CRUCE
Place centrale
Les habitants débattaient des derniers ragots, pestaient contre les taxes appliquées à la vente des marchandises. Les premiers, le dos voûté, les bottes recouvertes de boue semblaient tout juste sortis des champs, les seconds affichaient de belles chaussures cirées, des vestes colorées, des feutres. Les anciens ne cessaient de rabâcher des proverbes, les mères grondaient leurs enfants. Ceux-ci courraient sous le son des cloches, le long du torrent humain qui convergeait en direction de la chapelle de l’Unique. Le fracas des sabots retentit, et la foule, sans interrompre sa rumeur, contempla l’arrivée d’un véhicule. Le cocher sortit, suivi d’un soixantenaire au visage blême, au menton proéminent. Une barbe ciselée, fendue par le milieu, descendait le long de sa chemise de corps, elle-même ornée d’un gilet rouge-rubis.
Il coiffa son chapeau.
Le nouveau venu serra la main de trois commerçants, puis, le sourire affable, remonta à petites enjambées l’ensemble de la colonne. Enfin, il s’inclina à l’adresse des deux sentinelles postées de parts et d’autres des portes de la chapelle de l’Unique.
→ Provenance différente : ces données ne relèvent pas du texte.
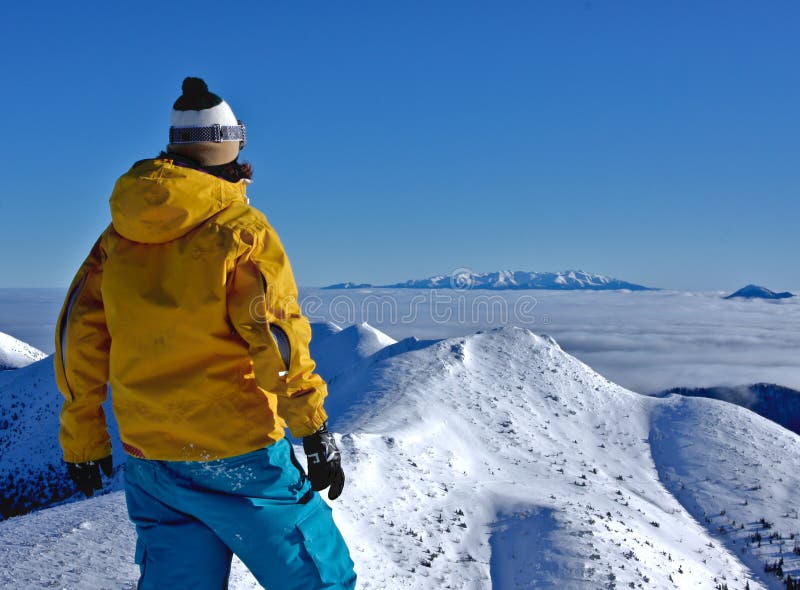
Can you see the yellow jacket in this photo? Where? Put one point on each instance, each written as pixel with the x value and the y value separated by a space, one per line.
pixel 188 307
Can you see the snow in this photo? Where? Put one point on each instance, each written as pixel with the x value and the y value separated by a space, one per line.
pixel 15 353
pixel 497 460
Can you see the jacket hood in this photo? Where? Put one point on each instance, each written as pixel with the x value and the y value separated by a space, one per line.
pixel 157 201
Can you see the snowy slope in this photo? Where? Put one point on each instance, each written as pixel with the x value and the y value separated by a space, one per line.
pixel 32 472
pixel 15 353
pixel 336 349
pixel 497 460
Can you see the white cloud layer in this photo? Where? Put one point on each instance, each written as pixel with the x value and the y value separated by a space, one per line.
pixel 645 341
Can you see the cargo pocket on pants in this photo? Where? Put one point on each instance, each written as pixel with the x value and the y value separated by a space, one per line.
pixel 326 547
pixel 140 557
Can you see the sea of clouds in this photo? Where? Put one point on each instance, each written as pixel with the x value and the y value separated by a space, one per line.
pixel 646 341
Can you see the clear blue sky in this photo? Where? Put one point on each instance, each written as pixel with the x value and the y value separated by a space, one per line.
pixel 658 142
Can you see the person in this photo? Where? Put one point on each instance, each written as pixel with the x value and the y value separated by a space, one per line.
pixel 187 307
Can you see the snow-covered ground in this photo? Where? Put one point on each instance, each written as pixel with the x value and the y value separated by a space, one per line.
pixel 646 341
pixel 15 353
pixel 496 460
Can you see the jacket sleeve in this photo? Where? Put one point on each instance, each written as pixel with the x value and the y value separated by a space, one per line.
pixel 81 365
pixel 263 309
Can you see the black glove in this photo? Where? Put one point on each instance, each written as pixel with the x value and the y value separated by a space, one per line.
pixel 87 475
pixel 324 462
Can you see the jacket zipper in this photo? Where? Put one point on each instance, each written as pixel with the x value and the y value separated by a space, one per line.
pixel 73 297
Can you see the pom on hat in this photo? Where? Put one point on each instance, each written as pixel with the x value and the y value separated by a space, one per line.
pixel 203 126
pixel 196 96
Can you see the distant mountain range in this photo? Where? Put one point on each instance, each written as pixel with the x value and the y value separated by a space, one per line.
pixel 756 292
pixel 508 280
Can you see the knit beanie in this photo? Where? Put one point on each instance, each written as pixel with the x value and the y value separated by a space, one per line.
pixel 203 126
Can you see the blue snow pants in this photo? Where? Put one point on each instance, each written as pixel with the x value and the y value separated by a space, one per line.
pixel 191 517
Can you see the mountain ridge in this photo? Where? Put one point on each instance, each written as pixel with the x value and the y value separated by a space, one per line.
pixel 507 280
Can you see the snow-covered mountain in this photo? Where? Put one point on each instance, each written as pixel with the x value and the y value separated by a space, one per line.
pixel 507 279
pixel 336 349
pixel 774 402
pixel 497 460
pixel 756 292
pixel 15 353
pixel 32 472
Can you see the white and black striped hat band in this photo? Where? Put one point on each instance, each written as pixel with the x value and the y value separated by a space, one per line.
pixel 212 133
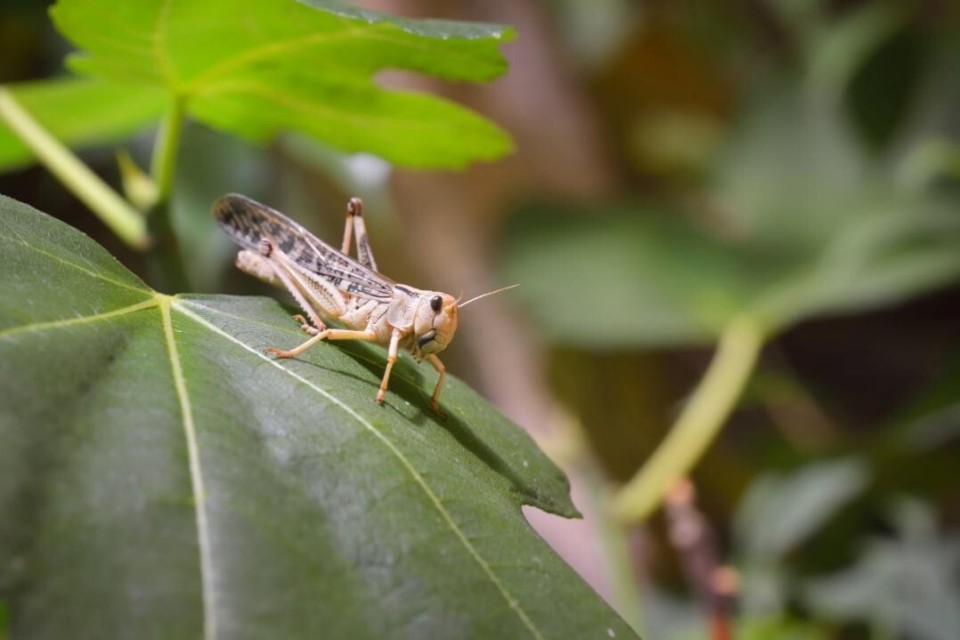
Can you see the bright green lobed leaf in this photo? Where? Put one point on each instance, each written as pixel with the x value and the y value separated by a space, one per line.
pixel 259 67
pixel 164 478
pixel 81 113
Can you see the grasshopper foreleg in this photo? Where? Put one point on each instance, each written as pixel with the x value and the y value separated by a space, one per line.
pixel 356 224
pixel 326 334
pixel 442 370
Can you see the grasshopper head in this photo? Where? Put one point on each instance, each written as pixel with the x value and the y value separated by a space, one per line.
pixel 435 323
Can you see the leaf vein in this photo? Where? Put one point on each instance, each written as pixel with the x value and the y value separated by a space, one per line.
pixel 485 566
pixel 196 473
pixel 56 324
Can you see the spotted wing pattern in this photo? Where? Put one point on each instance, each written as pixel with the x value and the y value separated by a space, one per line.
pixel 248 222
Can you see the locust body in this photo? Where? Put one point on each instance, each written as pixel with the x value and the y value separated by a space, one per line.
pixel 330 286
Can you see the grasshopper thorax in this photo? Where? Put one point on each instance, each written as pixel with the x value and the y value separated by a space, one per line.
pixel 434 323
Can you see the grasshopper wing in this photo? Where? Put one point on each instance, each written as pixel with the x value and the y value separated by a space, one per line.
pixel 249 223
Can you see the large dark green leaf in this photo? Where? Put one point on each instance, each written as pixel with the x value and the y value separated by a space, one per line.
pixel 164 478
pixel 259 67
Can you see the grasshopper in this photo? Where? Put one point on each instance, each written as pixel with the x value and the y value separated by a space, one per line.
pixel 329 285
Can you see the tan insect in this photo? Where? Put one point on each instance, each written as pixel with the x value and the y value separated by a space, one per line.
pixel 331 286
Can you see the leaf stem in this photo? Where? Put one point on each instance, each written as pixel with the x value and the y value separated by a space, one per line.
pixel 167 270
pixel 698 424
pixel 106 203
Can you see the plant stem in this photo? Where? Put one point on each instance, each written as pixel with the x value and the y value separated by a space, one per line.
pixel 167 271
pixel 698 424
pixel 106 203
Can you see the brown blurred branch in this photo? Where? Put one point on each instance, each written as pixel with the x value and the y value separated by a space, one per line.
pixel 695 541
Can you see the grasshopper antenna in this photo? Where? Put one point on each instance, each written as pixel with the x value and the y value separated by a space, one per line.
pixel 489 293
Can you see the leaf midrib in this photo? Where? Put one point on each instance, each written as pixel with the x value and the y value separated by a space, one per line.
pixel 196 474
pixel 512 602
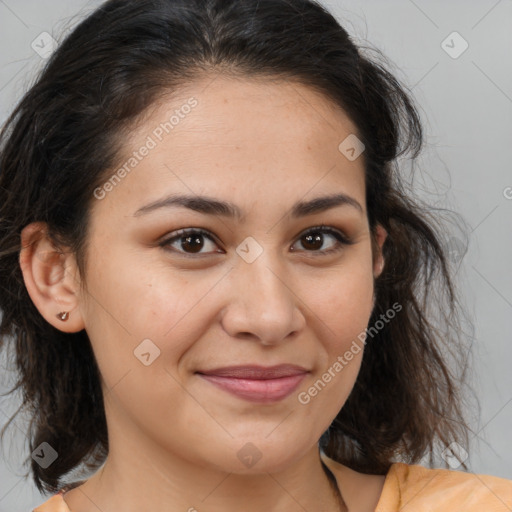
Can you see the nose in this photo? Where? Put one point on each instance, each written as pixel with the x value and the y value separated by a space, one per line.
pixel 262 303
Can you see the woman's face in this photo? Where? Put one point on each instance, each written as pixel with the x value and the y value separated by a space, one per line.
pixel 164 308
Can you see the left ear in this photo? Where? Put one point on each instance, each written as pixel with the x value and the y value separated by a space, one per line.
pixel 378 260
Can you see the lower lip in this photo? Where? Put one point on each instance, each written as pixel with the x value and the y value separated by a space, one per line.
pixel 261 391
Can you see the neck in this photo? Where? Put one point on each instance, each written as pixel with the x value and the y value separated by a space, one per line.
pixel 148 478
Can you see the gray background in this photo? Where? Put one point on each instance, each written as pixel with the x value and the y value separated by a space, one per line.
pixel 466 105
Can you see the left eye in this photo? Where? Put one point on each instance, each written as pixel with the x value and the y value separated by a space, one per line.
pixel 189 242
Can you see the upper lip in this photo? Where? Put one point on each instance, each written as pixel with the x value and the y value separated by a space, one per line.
pixel 256 371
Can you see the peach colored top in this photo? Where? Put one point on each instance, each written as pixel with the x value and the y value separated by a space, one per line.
pixel 414 488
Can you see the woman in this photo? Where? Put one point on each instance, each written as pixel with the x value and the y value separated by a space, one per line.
pixel 216 285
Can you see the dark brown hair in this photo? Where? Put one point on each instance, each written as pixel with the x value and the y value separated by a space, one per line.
pixel 65 136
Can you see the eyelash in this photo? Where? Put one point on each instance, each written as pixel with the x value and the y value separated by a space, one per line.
pixel 338 235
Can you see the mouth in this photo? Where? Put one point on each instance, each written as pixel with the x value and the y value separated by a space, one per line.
pixel 258 384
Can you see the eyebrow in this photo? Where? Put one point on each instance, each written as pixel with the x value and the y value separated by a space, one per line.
pixel 211 206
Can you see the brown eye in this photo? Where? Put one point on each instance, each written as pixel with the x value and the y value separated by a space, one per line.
pixel 315 238
pixel 189 242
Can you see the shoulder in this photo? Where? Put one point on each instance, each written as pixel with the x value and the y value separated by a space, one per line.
pixel 424 489
pixel 54 504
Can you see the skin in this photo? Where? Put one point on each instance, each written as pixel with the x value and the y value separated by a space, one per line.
pixel 174 437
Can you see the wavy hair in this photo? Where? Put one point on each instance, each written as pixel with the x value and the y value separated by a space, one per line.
pixel 66 135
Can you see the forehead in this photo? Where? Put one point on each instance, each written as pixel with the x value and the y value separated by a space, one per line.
pixel 220 134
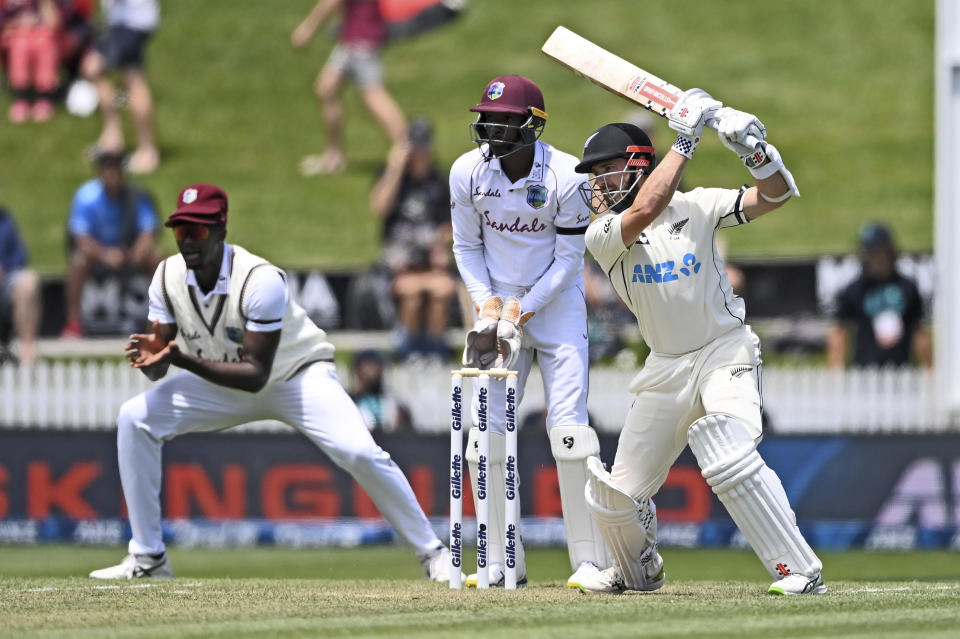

— Faites mander votre capitaine. Dites-lui de me rejoindre à treize heures. Je l’attendrais dans mon cabinet.
— Bien monsieur, répondit l’officier.
La prière accomplie, Miguel Comprar s’en retourna à pied jusqu’à l’hôtel de ville. Deux rendez-vous se succédaient au cours de la matinée. Le premier consistait en la visite d’un jeune entrepreneur, un nouvel acteur économique souhaitant négocier rabais quant au passage de ses marchandises. Ce dernier, furieux, terrorisait les employés du secrétariat.
— Rendez-vous compte ! lança-t-il, les bras levés vers le ciel. « Chevaucher ainsi deux jours durant à travers ces terres stériles, et tout cela pour quoi ? Qu’on m’informe de votre départ dès mon arrivée. Que dites-vous de cela, monsieur ?
L’intéressé présenta ses excuses, flatta l’égo, puis dirigea la colère de son interlocuteur. Il improvisa un conflit soudain, critiqua avec subtilité l’inaptitude, puis l’inculture générale des masses populaires. Le jeune homme en devint aussi malléable que l’argile d’un potier. Aux alentours de dix heures, le maire s’achemina jusqu’en salle de réunion. Cinq comptables, d’épais volumes à la main, échangeaient un hommage avec les huit responsables de la ligue marchande, groupe élu au suffrage exprimé de l’ensemble des commerçants. Les textes défilèrent, et chacun, au vu des pénuries prochaines, admit l’urgence des réformes présentées. Les négociations se poursuivirent sans grands accrocs. L’entretien terminé, le vieil homme raccompagna ses invités jusqu’au portail extérieur. Les deux factions bavardaient à propos de l’incident survenu la veille au soir, aux alentours du Repaire du Convoyeur. Il tendit l’oreille. « Une agression », avançaient les comptables d’un air supérieur, « des blessées, des morts », émit un membre de la ligue. On parlait même d’un incendie, d’un crime odieux perpétré dans la nuit.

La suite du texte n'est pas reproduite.